Within the authority structure authorized health care services, professionals have unique status and responsibility. The right of health care professionals to bargain, of which registered nurses constitute the largest single body, approximately 486,000 in this country in all categories of hospitals, require special protection in the law.

We have on this point had conferences with representatives of organized labor as well as with the gentlemen who are here representing the interns and resident physicians, and we have agreed on the need to change the definition of supervisor in NLRA to accommodate to the uniqueness of the professionals under the act.

The report on H.R. 11357, the House report, is not sufficiently clear on its legislative intent when it states on page 5 of the report that nurses with only nominal supervisory duties should not be considered as supervisors.

As one of the gentlemen earlier stated, job titles really do not apply the kind of authority that the title might imply, and there is a need then to look at what the nurse is actually doing, rather than by making a judgment about her supervisory responsibilities on the basis of the title.

The bargaining rights of registered nurses and other professionals may be jeopardized unless there is a change in section 211 of the NLRA. The ANA, therefore, suggests that 211 of the NLRA be amended to qualify the definition of supervisor as it relates to the responsibility of nurses and other professionals for patient care.

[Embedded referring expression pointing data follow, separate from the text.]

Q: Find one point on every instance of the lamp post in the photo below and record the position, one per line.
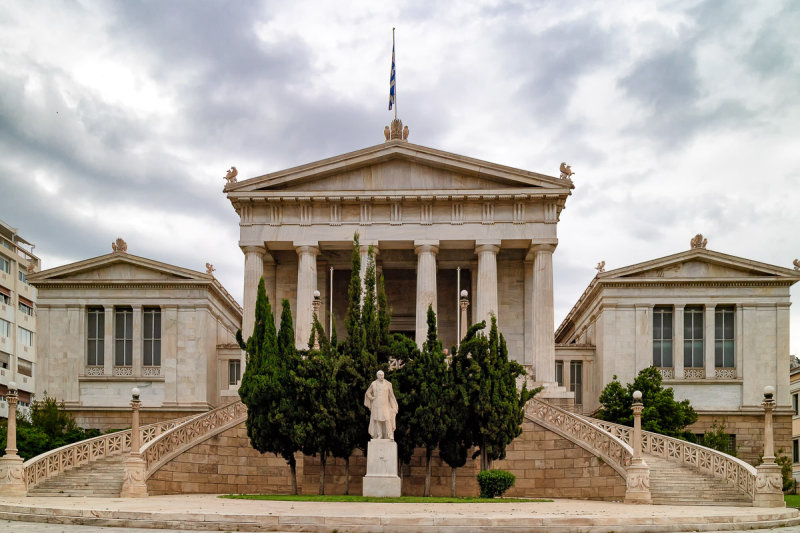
(315, 305)
(769, 480)
(135, 485)
(12, 473)
(638, 473)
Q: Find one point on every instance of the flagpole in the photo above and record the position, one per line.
(395, 78)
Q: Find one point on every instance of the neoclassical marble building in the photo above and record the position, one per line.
(118, 321)
(438, 222)
(715, 325)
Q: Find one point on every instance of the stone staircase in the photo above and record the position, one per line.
(100, 479)
(676, 484)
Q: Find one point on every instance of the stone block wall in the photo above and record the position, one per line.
(749, 430)
(546, 466)
(226, 464)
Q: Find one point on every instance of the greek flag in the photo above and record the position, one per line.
(391, 79)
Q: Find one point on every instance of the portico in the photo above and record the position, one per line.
(427, 215)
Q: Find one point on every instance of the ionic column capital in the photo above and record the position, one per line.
(254, 249)
(307, 249)
(421, 247)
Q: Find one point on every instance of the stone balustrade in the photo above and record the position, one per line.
(181, 437)
(54, 462)
(718, 464)
(583, 432)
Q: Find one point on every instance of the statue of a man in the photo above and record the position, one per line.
(382, 405)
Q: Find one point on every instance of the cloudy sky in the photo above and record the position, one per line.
(120, 118)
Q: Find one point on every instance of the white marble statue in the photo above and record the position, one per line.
(382, 405)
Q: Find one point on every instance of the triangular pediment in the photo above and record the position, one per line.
(700, 263)
(399, 165)
(117, 267)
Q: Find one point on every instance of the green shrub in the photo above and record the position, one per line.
(495, 482)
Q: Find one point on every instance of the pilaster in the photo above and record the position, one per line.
(426, 286)
(306, 285)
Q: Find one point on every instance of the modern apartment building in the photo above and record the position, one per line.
(17, 317)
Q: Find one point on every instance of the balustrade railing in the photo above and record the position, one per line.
(52, 463)
(718, 464)
(171, 443)
(598, 441)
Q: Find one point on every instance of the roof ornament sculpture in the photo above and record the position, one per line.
(230, 177)
(396, 131)
(566, 171)
(119, 246)
(698, 241)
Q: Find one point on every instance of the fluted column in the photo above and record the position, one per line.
(306, 285)
(253, 271)
(544, 354)
(486, 295)
(426, 285)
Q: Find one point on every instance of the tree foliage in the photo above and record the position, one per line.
(661, 414)
(48, 428)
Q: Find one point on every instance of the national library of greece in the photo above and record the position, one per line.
(469, 238)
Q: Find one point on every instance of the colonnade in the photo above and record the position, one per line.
(538, 266)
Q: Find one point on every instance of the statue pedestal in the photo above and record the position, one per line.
(382, 479)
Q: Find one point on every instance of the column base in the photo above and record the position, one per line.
(134, 485)
(12, 476)
(769, 486)
(638, 484)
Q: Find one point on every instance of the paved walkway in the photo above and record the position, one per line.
(209, 513)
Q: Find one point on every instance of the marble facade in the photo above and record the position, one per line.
(191, 316)
(430, 216)
(610, 331)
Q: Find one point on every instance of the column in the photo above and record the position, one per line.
(677, 341)
(708, 341)
(253, 271)
(306, 285)
(136, 356)
(543, 320)
(108, 340)
(426, 285)
(486, 295)
(527, 266)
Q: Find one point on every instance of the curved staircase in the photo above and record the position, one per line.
(681, 473)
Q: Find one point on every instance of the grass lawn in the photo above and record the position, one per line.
(355, 498)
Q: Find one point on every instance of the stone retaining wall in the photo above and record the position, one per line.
(546, 465)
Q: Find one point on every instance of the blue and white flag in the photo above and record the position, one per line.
(391, 79)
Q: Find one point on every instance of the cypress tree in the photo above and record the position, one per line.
(429, 371)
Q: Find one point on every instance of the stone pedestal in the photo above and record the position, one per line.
(382, 479)
(12, 476)
(769, 486)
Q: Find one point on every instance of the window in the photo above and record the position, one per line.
(95, 336)
(24, 337)
(152, 337)
(234, 371)
(662, 337)
(576, 380)
(560, 373)
(25, 367)
(123, 336)
(693, 337)
(723, 337)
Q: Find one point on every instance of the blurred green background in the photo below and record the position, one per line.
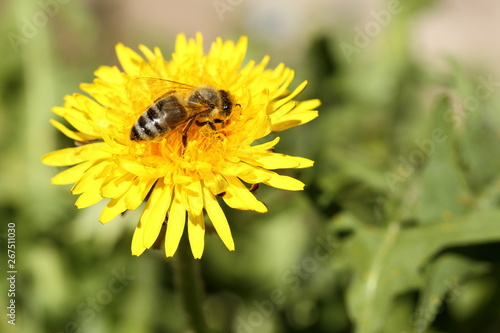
(398, 229)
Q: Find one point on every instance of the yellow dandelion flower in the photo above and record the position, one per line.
(204, 154)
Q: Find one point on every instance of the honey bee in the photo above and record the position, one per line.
(183, 105)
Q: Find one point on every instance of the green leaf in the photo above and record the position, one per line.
(387, 262)
(442, 284)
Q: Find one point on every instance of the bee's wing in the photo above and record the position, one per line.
(157, 88)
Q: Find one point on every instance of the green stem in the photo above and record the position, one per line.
(189, 283)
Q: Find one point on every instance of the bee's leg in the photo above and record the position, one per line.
(185, 129)
(209, 123)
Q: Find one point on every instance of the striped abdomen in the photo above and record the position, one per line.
(160, 118)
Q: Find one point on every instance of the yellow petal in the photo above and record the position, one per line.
(137, 240)
(116, 185)
(285, 183)
(138, 192)
(267, 145)
(62, 157)
(155, 212)
(273, 161)
(194, 197)
(239, 197)
(78, 136)
(218, 218)
(71, 175)
(196, 233)
(93, 177)
(175, 225)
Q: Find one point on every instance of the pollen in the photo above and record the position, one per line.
(186, 163)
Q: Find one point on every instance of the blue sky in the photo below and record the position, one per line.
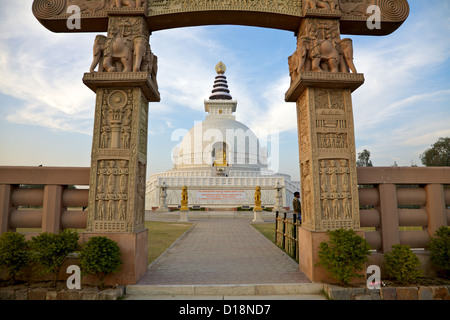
(46, 112)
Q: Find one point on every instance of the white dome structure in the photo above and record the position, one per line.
(220, 140)
(221, 161)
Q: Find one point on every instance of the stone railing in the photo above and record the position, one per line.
(40, 198)
(403, 205)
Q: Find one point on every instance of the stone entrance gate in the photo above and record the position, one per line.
(123, 76)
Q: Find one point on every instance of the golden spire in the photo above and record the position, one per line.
(220, 68)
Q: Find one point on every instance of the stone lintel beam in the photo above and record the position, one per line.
(53, 15)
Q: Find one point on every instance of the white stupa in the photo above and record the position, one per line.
(220, 160)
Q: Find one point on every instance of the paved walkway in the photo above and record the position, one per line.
(223, 252)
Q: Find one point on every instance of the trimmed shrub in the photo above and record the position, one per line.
(100, 256)
(440, 249)
(14, 253)
(402, 265)
(344, 255)
(51, 249)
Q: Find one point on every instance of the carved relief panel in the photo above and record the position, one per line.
(327, 165)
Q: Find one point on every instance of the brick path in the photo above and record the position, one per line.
(223, 251)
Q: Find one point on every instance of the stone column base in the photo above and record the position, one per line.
(184, 216)
(134, 256)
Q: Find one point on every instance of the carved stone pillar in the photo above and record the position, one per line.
(321, 87)
(124, 86)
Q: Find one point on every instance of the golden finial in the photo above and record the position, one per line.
(220, 68)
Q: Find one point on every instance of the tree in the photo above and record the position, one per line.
(363, 159)
(438, 155)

In the testimony, in the full text of the testimony, this issue is dealt with primarily in much greater length, Senator, so I will not go into it any further here.

The CHAIRMAN. Thank you very much.

(The prepared statement of Mary Munger follows:)

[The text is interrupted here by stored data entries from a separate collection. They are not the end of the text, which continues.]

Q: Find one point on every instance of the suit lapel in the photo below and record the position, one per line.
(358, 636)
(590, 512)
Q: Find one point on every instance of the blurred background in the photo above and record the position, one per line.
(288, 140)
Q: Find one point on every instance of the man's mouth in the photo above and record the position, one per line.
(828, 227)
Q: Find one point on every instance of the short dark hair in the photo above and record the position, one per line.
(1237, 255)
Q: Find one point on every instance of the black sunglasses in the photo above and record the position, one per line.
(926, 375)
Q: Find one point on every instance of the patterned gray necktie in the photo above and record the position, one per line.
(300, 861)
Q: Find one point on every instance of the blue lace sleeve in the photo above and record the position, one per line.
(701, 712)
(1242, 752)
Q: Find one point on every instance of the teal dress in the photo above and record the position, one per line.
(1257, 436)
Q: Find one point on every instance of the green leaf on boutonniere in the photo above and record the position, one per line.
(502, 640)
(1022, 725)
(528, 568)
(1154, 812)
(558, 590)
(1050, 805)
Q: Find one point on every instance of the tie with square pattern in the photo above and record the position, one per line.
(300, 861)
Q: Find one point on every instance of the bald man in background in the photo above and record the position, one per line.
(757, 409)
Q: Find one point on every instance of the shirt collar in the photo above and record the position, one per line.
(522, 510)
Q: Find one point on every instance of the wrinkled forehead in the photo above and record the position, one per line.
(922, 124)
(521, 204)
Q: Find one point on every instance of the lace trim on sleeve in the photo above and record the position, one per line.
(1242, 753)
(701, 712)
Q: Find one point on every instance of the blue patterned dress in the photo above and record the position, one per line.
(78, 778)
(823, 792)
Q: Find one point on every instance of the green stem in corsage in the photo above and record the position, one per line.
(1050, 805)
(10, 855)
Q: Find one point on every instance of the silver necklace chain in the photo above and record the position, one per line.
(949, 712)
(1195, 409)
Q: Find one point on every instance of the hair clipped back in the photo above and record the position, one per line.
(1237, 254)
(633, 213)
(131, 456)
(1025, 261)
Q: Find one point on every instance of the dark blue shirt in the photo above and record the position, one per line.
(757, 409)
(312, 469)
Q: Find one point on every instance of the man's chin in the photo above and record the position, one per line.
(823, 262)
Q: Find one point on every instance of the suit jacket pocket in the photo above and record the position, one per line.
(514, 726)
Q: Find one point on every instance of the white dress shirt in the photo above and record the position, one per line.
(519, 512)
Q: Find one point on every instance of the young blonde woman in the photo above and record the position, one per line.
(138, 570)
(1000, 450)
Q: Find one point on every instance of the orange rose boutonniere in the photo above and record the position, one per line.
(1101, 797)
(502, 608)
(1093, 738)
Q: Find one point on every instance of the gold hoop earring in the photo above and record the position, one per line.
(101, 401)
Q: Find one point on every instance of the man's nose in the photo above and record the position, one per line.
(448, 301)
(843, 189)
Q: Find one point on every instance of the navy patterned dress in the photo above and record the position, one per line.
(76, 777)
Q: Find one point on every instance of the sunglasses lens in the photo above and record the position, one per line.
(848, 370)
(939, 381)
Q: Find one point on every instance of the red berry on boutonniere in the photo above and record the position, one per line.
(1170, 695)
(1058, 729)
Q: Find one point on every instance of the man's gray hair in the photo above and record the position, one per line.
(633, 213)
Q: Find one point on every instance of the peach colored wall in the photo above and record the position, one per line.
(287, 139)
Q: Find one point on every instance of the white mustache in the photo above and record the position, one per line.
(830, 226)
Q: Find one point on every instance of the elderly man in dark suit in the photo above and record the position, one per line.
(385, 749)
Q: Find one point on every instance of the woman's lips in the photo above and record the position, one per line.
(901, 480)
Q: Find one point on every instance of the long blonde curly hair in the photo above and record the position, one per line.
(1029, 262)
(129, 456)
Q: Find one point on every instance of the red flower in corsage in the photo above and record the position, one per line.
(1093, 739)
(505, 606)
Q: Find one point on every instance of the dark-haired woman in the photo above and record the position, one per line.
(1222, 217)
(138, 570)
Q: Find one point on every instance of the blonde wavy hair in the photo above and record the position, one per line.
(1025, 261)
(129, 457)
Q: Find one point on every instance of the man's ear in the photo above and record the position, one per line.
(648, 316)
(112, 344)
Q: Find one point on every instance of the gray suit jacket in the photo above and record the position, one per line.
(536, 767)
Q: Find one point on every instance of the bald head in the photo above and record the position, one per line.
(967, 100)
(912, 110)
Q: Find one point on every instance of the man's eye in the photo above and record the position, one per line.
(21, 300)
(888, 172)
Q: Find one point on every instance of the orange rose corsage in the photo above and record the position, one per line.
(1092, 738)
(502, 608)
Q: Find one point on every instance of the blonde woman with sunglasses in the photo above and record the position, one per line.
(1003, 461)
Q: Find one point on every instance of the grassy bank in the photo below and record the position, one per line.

AMERICAN NURSES' ASSOCIATION

STATEMENT ON

H.R. 11357

to the

Subcommittee on Labor

of the Committee on Labor and Public Welfare

of the U. S. Senate

by

Mary Munger, R.N.

August 16, 1972

I am Mary Munger, R.N., Vice Chairman of the Commission on Economic and General Welfare of the American Nurses' Association. Accompanying me is Alice L. Ahmuty, Director of our Economic and General Welfare Department. The Association is the professional organization of registered nurses in the United States. It has constituent associations in all fifty states, the District of Columbia, Guam and the Virgin Islands.

As the Association representing the largest group of professionals providing health care to the American public, the American Nurses' Association welcomes this opportunity to present its views and comments on this proposed amendment to the National Labor Relations Act, which seeks to extend its coverage and protection to employees of nonprofit hospitals.